There are several limitations to this study. First, this study is of a retrospective design. Second, there might be selection bias because our study population underwent follow-up lymphoscintigraphy, which might not have been recommended for every patient with BCRL. Third, the time interval between baseline and follow-up lymphoscintigraphy, as well as the duration from surgery to baseline lymphoscintigraphy, differed from patient to patient, and therefore an optimal timepoint for follow-up lymphoscintigraphy could not be derived from our study. In future prospective studies, a more regular follow-up period should be set. Fourth, the type of treatment varied because patients received individualized optimal management of lymphedema. Although we excluded patients who underwent surgical intervention, there still remained some differences within the conservative treatment. Finally, our results may not be applicable to lymphoscintigraphy with different tracers and acquisition protocols, which can substantially affect its interpretation [29].

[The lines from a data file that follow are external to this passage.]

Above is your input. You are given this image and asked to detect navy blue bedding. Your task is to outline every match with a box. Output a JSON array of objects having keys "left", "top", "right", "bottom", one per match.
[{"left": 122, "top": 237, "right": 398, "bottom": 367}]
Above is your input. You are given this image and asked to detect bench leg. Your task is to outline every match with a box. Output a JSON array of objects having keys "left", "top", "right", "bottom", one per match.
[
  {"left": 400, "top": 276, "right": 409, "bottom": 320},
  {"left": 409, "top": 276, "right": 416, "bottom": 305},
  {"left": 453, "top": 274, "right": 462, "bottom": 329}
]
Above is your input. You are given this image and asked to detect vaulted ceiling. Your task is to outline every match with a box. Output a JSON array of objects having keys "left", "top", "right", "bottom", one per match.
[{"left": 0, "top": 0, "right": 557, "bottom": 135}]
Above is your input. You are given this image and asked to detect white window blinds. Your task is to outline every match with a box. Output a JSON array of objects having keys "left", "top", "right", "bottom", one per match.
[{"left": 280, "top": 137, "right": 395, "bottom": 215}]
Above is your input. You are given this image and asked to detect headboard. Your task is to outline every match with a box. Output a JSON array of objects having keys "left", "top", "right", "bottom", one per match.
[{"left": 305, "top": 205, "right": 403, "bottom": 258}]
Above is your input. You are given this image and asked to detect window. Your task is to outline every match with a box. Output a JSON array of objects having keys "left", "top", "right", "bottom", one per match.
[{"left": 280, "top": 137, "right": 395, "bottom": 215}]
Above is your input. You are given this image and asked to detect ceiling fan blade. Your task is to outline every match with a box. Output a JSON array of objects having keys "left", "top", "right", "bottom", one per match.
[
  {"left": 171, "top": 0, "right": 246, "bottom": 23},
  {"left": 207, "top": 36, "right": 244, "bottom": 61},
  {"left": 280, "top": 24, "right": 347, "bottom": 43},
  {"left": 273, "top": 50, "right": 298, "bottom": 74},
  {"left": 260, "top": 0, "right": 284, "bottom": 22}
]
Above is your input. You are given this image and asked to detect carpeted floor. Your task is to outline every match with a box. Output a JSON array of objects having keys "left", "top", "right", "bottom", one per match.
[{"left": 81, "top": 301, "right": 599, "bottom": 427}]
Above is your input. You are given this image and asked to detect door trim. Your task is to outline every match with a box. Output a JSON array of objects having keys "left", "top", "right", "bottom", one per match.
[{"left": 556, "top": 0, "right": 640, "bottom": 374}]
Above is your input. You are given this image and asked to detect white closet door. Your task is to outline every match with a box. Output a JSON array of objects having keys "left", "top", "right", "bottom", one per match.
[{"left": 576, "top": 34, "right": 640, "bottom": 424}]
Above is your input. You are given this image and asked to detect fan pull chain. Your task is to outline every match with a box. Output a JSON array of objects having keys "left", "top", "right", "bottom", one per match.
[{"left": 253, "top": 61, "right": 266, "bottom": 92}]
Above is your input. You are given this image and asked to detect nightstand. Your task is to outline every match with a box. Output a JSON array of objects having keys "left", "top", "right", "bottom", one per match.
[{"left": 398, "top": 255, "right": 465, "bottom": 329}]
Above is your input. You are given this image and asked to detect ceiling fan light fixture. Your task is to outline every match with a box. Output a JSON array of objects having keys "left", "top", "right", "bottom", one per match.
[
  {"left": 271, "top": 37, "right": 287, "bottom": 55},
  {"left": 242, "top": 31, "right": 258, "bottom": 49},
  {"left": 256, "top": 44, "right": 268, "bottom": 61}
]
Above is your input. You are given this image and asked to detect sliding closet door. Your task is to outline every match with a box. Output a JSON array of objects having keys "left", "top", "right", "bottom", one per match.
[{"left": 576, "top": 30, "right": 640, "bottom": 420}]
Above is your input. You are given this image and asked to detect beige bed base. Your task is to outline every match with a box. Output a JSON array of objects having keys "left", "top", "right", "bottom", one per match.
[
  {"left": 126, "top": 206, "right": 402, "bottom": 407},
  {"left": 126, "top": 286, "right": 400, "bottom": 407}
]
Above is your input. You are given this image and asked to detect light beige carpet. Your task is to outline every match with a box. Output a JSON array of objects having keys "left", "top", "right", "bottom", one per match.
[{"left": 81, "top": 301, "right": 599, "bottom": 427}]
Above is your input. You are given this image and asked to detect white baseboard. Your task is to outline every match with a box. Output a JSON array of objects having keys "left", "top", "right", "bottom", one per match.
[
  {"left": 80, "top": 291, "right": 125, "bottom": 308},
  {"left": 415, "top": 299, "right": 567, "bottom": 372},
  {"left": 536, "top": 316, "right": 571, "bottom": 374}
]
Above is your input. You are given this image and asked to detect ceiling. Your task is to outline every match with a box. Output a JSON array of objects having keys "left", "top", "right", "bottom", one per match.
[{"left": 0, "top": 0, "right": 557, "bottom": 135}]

In conclusion, the clinical course of BCRL, its pattern on lymphoscintigraphy, and its clinical features varied over time. In addition to initial lymphoscintigraphy for diagnostic purposes, follow-up lymphoscintigraphy can objectify and visualize diverse changes in the functioning of the lymphatic system, which may help categorize the clinical severity of lymphedema and guide the optimal management plan in patients with BCRL.